“The Wild Things” by Dave Eggers
Anyone who loves the children’s book and wishes to add depth to the beloved story.
“The Wild Things” by Dave Eggers came to be through one of the most confusing lines of conception: This full-length novel is based on the screenplay of “Where the Wild Things Are” by Eggers and Spike Jonze. The screenplay is, of course, based on the children’s book of the same name by Maurice Sendak. Basically, this book is the adult version of one of our favorite books from childhood.
And this novel does not disappoint. Just like the film adaptation, this story gives so much more depth and intricacy to Max and his fantastical experiences with the beasts on their faraway island. While the premise and simplicity of the children’s picture book remains throughout, this adventure explores Max’s troubled home life and illustrates just why it becomes the reason for his initial departure. His snarky sister and her douchebag friends would be enough to convince us that we should sail away too. By delving into Max’s familial relations, both in the real world and with the family of monsters he meets, his character becomes instantly relatable for any person struggling to negotiate their place in the world.

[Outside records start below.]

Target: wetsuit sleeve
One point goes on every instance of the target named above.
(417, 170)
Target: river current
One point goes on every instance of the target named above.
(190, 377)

From the moment that Max arrives on the island after an impossibly long journey across the open ocean, the reader is inclined to assume that this is all a figment of Max’s imagination and a temporary reprieve from his reality. However, this assumption gradually changes as you, along with Max, get to know the creatures that inhabit this place. The beasts are given realistic and unique personalities that come to define not only themselves but also how they interact with everyone else. They are so wonderfully conceived and articulated by Eggers that their place in reality becomes hard to question. The relationships that Max forms with these monsters seem just as meaningful and important, if not more so, as those that Max forms with his actual family.
While this book is a very quick read, you still left the book feeling like you have completed an adventure with Max and are sad to see him return to reality without you there beside him. The novel serves to return us to that coveted feeling of childhood innocence and exhilaration with the unexpected encounters of life. Isn’t that what everyone wants out of an excellent book? Just to escape the stresses of college life and sail away on a quest for excitement? This book delivers that in spades.